University of Utah researchers rapidly generate molecular models of compounds relevant for COVID-19
Credit: Cheatham Lab
Drug discovery is arduous, expensive, and often prone to failure, but computer-aided drug design and simulation can speed up and improve the development of treatments.
Thomas Cheatham — a professor of medicinal chemistry and director of the Center for High Performance Computing at the University of Utah — and Rodrigo Galindo — a research professor in his group — use powerful supercomputers to predict the characteristics of novel drugs.
Recently, they have been using Frontera, the fastest supercomputers at any university in the world, and Longhorn, an IBM/NVIDIA system at the Texas Advanced Computing Center (TACC), to rapidly generate molecular models of compounds relevant for COVID-19, in collaboration with medicinal chemists.
How molecules bend, bind or react with proteins in a cellular environment depends strongly on their molecular force fields (not in the Star Trek sense of the term, but rather the potential energy of a system of interacting atoms). However, force fields are extremely challenging to predict accurately.
One of the leading tools used to simulate force fields and their impacts on binding is Amber (Assisted Model Building with Energy Refinement), a molecular simulation suite of software and force fields, for which Cheatham is one of the main developers. Known as one of the first community codes, Amber has also been evolving since 1978; its simulations and force fields get more accurate with each passing year.
For relatively simple structures, Amber can match experimental results to within less than half an angstrom (Å) — one hundred-millionth of a centimeter, 10-10 meter.
Cheatham and Galindo apply Amber to biomolecular simulations with applications in medicine. “The goal is to understand the structure, function, dynamics, and energetics of biomolecular systems in their native environment, with water and other ligands.”
They were in the midst of two biomolecular studies — exploring a promising class of cancer-fighting copper-compounds and investigating how experimental modifications to the backbone of DNA can resist degradation inside the body — when the COVID-19 pandemic struck.
Cheatham and Galindo swiftly turned their attention to discovering drugs that could disrupt the coronavirus.
In 2015, supported by an NSF RAPID grant, Cheatham had developed an approach to rapidly identify molecules to stop the Ebola virus. The workflow, based on known crystal structures, uses the Rosetta software suite to select promising amino acid side chains on a fixed peptide backbone template and then performs molecular dynamics simulations with Amber to optimize the structures, which are then ranked based on free energetics estimates.

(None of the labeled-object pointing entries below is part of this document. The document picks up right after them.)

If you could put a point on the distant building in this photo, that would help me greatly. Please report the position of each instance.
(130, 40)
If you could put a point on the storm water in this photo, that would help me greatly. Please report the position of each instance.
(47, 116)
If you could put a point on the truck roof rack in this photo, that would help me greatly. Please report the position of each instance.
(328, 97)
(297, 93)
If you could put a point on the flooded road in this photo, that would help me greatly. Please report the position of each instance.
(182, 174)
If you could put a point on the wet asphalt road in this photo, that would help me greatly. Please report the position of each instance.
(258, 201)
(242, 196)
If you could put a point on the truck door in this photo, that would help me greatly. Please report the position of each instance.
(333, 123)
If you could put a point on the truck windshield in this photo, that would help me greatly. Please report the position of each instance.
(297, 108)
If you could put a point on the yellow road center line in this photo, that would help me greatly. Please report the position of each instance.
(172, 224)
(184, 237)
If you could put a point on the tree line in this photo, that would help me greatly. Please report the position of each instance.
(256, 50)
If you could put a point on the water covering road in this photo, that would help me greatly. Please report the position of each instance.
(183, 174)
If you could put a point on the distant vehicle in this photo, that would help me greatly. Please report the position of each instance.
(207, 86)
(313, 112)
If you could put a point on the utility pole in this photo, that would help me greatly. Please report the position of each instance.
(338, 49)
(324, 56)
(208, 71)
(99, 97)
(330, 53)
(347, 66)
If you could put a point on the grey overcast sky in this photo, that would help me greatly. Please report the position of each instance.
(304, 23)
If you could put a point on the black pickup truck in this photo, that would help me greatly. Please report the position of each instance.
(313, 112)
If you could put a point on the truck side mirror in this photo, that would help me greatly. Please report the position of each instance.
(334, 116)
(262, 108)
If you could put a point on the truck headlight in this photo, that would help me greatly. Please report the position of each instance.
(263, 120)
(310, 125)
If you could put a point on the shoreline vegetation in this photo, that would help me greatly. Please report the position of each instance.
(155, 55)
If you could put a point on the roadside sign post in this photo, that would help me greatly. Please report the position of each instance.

Galindo rapidly generated more than 2,000 molecular models of compounds relevant for COVID-19 using this approach on the Longhorn and Frontera supercomputers at TACC. The success of the effort led Cheatham and Galindo to apply for, and obtain, 2.7 million node hours on Blue Waters, another GPU-based system located at the National Center for Supercomputing Applications (NCSA), to continue their efforts.
The award was granted through the COVID-19 HPC Consortium — a public-private consortium working to match researchers with resources to accelerate virus research.
They are investigating the crystal structure of the COVID-19 main protease — an enzyme which breaks down proteins and peptides — in complex with a peptide inhibitor N3 that was recently published. They plan to apply the Ebola peptide design workflow to this system to explore the ability of the COVID-19 main protease to break down a series of similar, easy to detect probes, which have already been designed. This will serve as the basis for protease assays which test the efficacy of the inhibitors.
The peptide leads will later be transformed into circular modified peptides by the Schmidt lab in the Medical Chemistry department at the University of Utah, which has considerable experience in this area. Circular peptides are promising scaffolds for biopharmaceuticals that can be applied to the inhibition of protein-protein interactions, and protease inhibition.
Cheatham and his team were among the first to use the Longhorn and Frontera systems for COVID-19 research. That access is helping to fast-track treatment options.
“Our hope is that we find a new peptide inhibitor that can be experimentally verified in the next couple of weeks,” Cheatham said. “And then, we will engage in further design to make the peptide cyclic to make it more stable as a potential drug. The hope is we can, in the next few months, find and experimentally verify a better peptide inhibitor for the COVID main protease.”